# Found these on clearance at 5 below



## lovemymantisfriends (Jul 2, 2018)

Plan on drilling some holes for ventilation...but the are stackable drink dispensers$2 each.  So excited


----------



## Synapze (Jul 2, 2018)

Awesome! May I ask where you purchased them?


----------



## lovemymantisfriends (Jul 2, 2018)

Synapze said:


> Awesome!
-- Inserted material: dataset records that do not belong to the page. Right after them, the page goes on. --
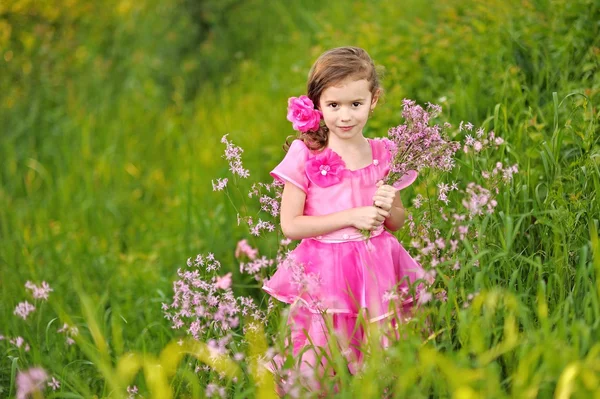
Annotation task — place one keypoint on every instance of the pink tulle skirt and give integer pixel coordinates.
(372, 278)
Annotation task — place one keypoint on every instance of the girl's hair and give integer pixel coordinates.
(330, 69)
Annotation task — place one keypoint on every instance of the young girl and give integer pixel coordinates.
(333, 190)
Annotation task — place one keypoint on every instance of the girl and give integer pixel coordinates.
(333, 189)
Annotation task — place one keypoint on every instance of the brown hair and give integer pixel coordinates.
(331, 68)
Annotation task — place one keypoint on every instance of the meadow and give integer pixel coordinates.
(111, 119)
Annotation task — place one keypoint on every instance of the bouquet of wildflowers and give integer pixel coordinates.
(415, 145)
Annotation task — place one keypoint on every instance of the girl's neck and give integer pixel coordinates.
(356, 153)
(356, 144)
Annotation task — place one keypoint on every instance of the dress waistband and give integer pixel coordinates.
(347, 234)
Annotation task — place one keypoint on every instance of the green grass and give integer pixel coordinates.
(111, 119)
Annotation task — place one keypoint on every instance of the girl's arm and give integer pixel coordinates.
(389, 199)
(397, 214)
(297, 226)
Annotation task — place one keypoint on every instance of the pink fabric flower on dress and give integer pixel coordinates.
(325, 169)
(303, 115)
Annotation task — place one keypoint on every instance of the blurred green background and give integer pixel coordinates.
(111, 114)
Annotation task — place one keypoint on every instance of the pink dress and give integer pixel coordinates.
(340, 273)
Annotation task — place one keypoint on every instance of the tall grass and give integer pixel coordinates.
(111, 117)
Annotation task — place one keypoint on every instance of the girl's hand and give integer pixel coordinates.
(384, 196)
(368, 217)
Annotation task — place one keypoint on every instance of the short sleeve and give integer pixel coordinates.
(292, 167)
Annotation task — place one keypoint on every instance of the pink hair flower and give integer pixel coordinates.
(303, 115)
(325, 169)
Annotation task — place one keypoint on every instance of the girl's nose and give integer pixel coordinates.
(344, 115)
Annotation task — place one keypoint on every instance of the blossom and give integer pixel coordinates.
(23, 309)
(132, 391)
(325, 169)
(30, 381)
(233, 154)
(54, 384)
(303, 115)
(243, 248)
(415, 145)
(41, 292)
(220, 185)
(223, 282)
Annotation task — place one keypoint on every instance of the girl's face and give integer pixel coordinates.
(346, 107)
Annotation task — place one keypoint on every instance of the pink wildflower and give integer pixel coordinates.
(41, 292)
(23, 309)
(54, 384)
(223, 282)
(132, 391)
(30, 382)
(243, 248)
(220, 185)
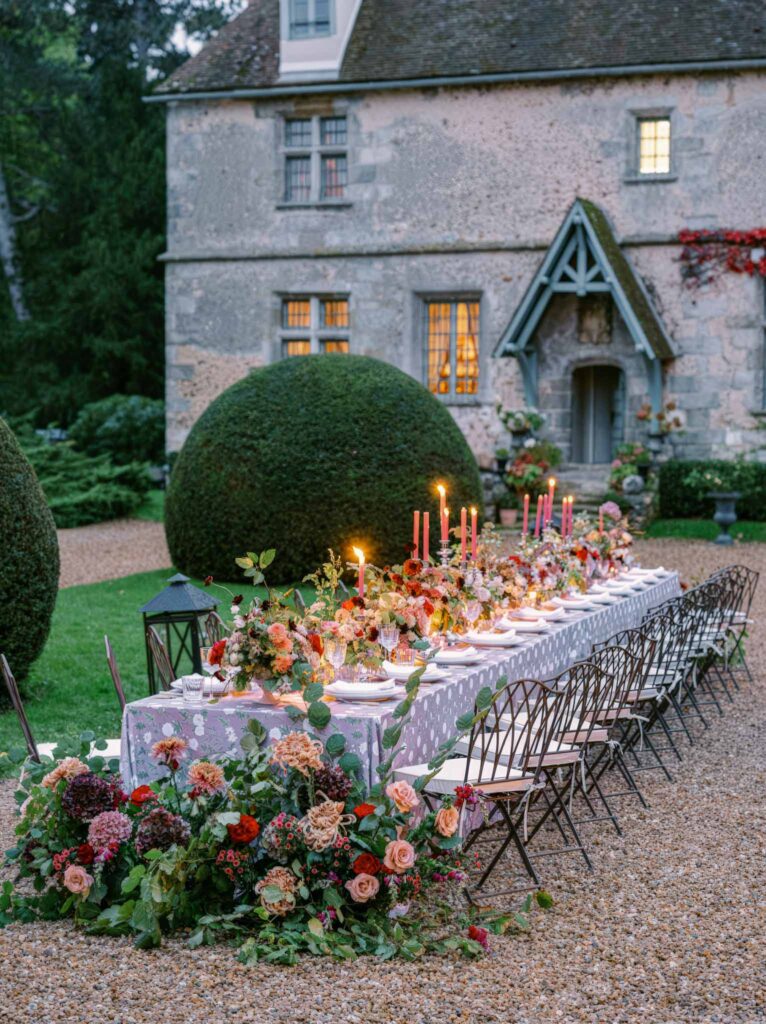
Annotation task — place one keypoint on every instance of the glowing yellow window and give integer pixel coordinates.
(653, 145)
(453, 347)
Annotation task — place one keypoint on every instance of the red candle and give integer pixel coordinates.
(541, 502)
(360, 559)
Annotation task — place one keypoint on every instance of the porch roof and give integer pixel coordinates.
(585, 257)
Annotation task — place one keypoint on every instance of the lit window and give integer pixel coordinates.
(452, 340)
(653, 145)
(315, 161)
(314, 324)
(309, 17)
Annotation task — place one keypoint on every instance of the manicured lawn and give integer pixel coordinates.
(153, 507)
(705, 529)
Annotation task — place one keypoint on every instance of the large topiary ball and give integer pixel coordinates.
(313, 453)
(29, 567)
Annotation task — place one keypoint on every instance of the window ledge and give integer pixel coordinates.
(645, 179)
(328, 204)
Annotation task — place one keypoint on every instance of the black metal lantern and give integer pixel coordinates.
(176, 612)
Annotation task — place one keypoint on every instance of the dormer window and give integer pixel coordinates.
(310, 17)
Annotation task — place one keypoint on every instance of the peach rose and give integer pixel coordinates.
(363, 888)
(402, 795)
(78, 881)
(399, 856)
(447, 821)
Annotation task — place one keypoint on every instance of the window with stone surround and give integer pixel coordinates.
(310, 17)
(315, 160)
(451, 335)
(650, 158)
(313, 324)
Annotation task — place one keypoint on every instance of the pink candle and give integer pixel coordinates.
(541, 502)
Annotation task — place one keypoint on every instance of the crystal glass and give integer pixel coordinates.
(335, 652)
(192, 688)
(388, 638)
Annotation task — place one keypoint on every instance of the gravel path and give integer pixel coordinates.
(668, 931)
(110, 550)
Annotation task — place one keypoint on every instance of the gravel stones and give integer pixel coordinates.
(667, 931)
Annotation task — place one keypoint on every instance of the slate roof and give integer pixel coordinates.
(394, 40)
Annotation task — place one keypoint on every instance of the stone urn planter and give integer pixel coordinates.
(725, 514)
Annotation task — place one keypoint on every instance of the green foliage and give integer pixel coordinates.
(129, 428)
(684, 484)
(82, 488)
(29, 566)
(314, 453)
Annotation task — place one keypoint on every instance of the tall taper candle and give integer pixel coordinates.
(541, 502)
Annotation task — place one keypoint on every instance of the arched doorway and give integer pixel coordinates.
(597, 414)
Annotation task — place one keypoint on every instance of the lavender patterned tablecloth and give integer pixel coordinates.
(213, 729)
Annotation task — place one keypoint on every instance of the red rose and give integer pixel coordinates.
(216, 652)
(362, 810)
(245, 830)
(141, 796)
(366, 863)
(85, 853)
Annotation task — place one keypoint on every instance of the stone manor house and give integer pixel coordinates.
(486, 194)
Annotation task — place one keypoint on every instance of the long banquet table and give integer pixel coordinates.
(214, 729)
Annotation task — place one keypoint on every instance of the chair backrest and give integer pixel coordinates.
(161, 657)
(15, 699)
(115, 673)
(215, 628)
(513, 735)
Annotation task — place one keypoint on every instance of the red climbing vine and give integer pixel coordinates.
(708, 254)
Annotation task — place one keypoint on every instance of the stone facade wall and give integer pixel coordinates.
(461, 190)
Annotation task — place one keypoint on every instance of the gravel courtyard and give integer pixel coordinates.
(669, 930)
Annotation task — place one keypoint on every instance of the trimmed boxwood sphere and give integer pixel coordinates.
(29, 567)
(313, 453)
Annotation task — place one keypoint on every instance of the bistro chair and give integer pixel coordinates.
(161, 657)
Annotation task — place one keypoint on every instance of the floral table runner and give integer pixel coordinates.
(214, 729)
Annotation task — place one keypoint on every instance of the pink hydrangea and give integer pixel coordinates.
(109, 827)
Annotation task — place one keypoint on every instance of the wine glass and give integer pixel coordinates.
(388, 638)
(335, 652)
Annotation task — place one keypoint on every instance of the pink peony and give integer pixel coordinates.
(363, 888)
(78, 881)
(399, 856)
(402, 795)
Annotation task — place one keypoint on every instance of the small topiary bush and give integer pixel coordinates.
(313, 453)
(29, 566)
(683, 485)
(129, 428)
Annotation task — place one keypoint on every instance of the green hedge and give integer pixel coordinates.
(29, 566)
(682, 500)
(313, 453)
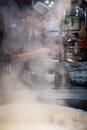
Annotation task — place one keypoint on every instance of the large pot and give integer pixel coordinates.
(40, 116)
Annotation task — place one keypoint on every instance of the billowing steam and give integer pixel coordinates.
(27, 31)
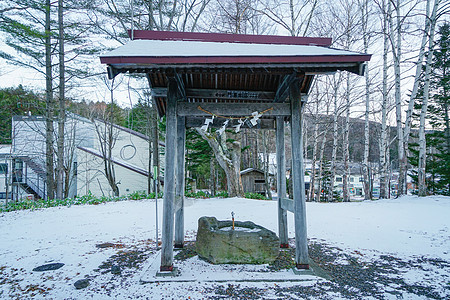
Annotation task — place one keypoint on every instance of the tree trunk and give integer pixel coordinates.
(319, 175)
(49, 104)
(367, 179)
(266, 165)
(335, 142)
(155, 150)
(384, 181)
(312, 175)
(229, 160)
(396, 51)
(212, 179)
(62, 109)
(422, 139)
(345, 189)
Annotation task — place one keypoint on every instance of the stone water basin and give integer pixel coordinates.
(248, 243)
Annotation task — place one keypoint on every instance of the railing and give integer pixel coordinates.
(32, 177)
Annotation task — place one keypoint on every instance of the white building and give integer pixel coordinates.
(83, 158)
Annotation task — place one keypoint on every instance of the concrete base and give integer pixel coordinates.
(197, 270)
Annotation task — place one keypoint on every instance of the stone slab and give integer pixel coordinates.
(197, 270)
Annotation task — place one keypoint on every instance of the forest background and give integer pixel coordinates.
(394, 119)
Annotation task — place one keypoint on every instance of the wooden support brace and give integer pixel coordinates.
(281, 183)
(169, 178)
(298, 180)
(179, 197)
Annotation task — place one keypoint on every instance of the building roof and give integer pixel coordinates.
(228, 68)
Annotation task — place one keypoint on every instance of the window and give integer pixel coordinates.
(3, 168)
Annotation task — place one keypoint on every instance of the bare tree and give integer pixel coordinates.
(229, 159)
(422, 140)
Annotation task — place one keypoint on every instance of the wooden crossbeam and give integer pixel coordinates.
(232, 109)
(218, 122)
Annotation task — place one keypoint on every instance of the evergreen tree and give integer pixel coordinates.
(438, 140)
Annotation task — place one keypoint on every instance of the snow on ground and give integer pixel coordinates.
(407, 229)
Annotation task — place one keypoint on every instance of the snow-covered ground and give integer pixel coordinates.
(407, 229)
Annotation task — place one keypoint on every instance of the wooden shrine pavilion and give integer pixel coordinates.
(194, 75)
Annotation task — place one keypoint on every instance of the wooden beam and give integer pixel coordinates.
(179, 197)
(232, 109)
(298, 178)
(281, 183)
(180, 84)
(288, 205)
(219, 94)
(283, 88)
(169, 178)
(218, 122)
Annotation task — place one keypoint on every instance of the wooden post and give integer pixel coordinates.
(281, 183)
(169, 178)
(298, 180)
(179, 197)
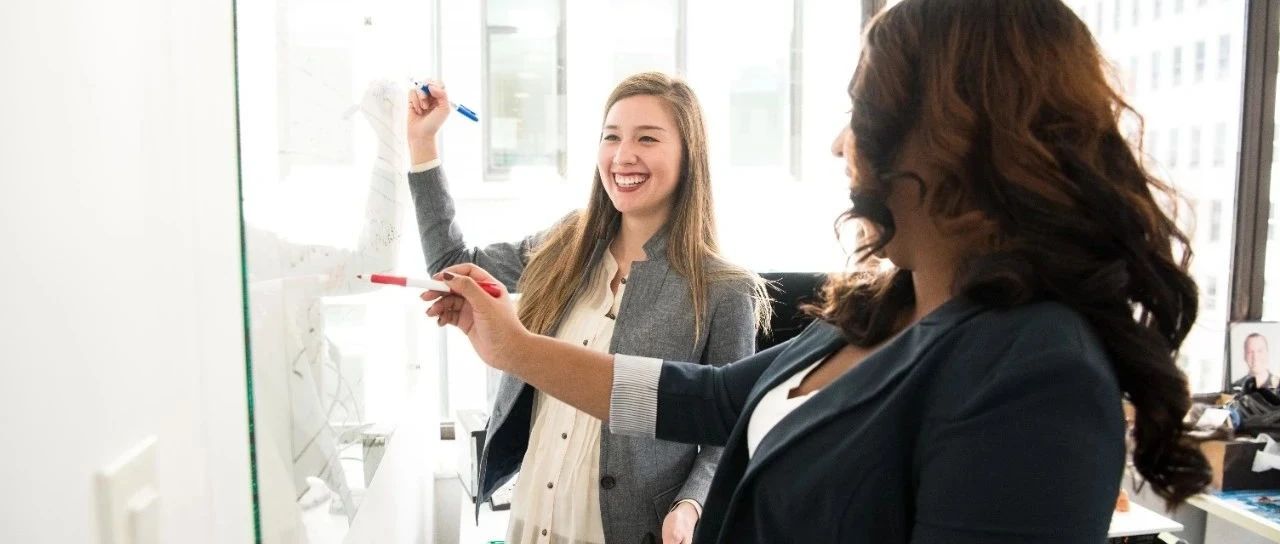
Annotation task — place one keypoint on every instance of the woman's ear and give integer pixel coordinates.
(970, 227)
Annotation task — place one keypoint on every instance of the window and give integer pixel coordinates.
(1200, 60)
(1193, 152)
(1215, 220)
(1155, 69)
(1219, 144)
(1152, 146)
(1210, 286)
(1132, 77)
(1178, 67)
(525, 100)
(1178, 154)
(1224, 56)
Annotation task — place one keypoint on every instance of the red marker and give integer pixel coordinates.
(430, 284)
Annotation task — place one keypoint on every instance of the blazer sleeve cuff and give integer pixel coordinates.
(423, 167)
(634, 401)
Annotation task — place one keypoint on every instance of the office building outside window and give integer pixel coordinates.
(1175, 112)
(525, 103)
(1200, 62)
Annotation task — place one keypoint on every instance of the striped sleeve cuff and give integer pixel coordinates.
(423, 167)
(634, 402)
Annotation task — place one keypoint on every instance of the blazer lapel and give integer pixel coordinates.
(878, 373)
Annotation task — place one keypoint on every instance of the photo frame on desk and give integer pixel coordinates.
(1249, 351)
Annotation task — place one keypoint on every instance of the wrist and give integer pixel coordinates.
(512, 359)
(421, 152)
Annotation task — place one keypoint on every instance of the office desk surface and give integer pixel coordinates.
(1141, 521)
(1237, 515)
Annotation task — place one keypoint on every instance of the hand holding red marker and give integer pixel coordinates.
(430, 284)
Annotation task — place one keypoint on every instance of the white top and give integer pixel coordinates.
(557, 496)
(775, 406)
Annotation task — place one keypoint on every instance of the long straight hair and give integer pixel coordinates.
(549, 282)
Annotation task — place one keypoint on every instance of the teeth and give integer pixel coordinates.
(630, 181)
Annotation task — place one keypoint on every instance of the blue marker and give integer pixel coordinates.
(466, 112)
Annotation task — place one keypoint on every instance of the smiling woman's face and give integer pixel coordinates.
(639, 158)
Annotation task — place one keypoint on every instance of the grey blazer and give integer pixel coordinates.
(640, 478)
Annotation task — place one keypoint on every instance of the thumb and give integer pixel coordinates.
(466, 287)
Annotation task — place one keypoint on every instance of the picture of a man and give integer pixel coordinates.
(1258, 364)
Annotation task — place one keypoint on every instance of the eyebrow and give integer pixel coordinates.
(643, 127)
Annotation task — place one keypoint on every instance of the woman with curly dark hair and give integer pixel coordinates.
(1018, 279)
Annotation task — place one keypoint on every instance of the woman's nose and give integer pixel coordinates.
(624, 155)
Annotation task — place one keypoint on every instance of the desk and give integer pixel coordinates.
(1141, 521)
(1237, 515)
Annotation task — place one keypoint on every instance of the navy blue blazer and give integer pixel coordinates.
(973, 425)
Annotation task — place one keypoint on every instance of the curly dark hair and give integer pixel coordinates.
(1013, 103)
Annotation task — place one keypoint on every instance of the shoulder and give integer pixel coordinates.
(1034, 339)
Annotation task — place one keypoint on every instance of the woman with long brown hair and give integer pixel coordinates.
(636, 272)
(964, 384)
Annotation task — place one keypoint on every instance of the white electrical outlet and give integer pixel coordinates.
(128, 499)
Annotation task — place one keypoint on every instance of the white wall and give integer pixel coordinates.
(120, 265)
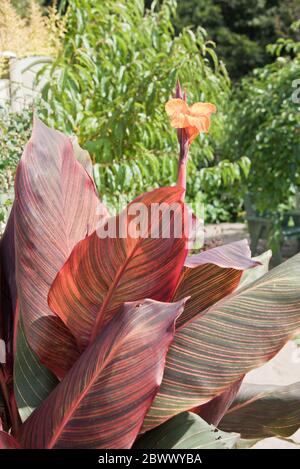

May I ask﻿﻿ ﻿where you purchased them?﻿


Five below.  Im not sure if they are all over the US, but we have them in IL.  everything is $5 and under, these happened to be 50% off.


----------



## BipedalApe (Aug 10, 2018)

I searched everywhere at the Five Below near me, and no luck


----------



## Orin (Aug 11, 2018)

What are the dimensions on those?


----------



## Cole 78 (Nov 5, 2018)

Wait... A dollar store having a 50% off sale?!

?


----------



## MantisGirl13 (Nov 5, 2018)

Major said:


> Wait... A dollar store having a 50% off sale?!
> 
> ?


No, a 5 below store having a 50% off sale! 

It would be awesome if dollar stores did 50% off sales, though!   

- MantisGirl13


----------